Prezydent może zablokować wypłatę pieniędzy z KPO? Minister funduszy odpowiada
Polska w połowie grudnia złożyła pierwszy wniosek o wypłatę pieniędzy z polskiego Krajowego Planu Odbudowy. Wniosek musi zostać oceniony przez Komisję Europejską. – Normalny proces to jest od dwóch do trzech miesięcy – mówiła w czwartek (11.01) w Brukseli minister funduszy i polityki regionalnej Katarzyna Pełczyńska-Nałęcz.
Zaznaczyła, że “to jest w ogromnym stopniu uzależnione od procesu realizacji reform sądownictwa”. W jej ocenie ewentualny brak podpisu prezydenta Andrzeja Dudy pod rządowymi ustawami nie zablokuje wypłat pieniędzy z KPO dla Polski.
Środki będą mogły trafić do Polski, jeśli będzie zgoda Komisji Europejskiej. KE musi dokonać oceny wniosku. – Normalny proces to jest od dwóch do trzech miesięcy.
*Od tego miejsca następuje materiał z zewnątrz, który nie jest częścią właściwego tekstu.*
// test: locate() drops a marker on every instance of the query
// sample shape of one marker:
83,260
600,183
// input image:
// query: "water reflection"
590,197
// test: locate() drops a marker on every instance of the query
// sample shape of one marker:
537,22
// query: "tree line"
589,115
W związku z tym, skoro wniosek został złożony w połowie grudnia, to najpóźniej spodziewamy się koniec marca, początek kwietnia, ale gdyby była możliwość przyspieszenia, to oczywiście byłoby bardzo dobrze – mówiła w czwartek w Brukseli minister funduszy i polityki regionalnej Katarzyna Pełczyńska-Nałęcz.
Zaznaczyła, że “to jest w ogromnym stopniu uzależnione od procesu realizacji reform sądownictwa”. Jak wskazywała wcześniej Komisja Europejska, chodzi o trzy “superkamienie milowe” związane ze wzmocnieniem ważnych aspektów niezależności polskiego sądownictwa i wykorzystaniem Arachne – narzędzia informatycznego wspierającego państwa członkowskie w ich działaniach w zakresie zwalczania nadużyć finansowych.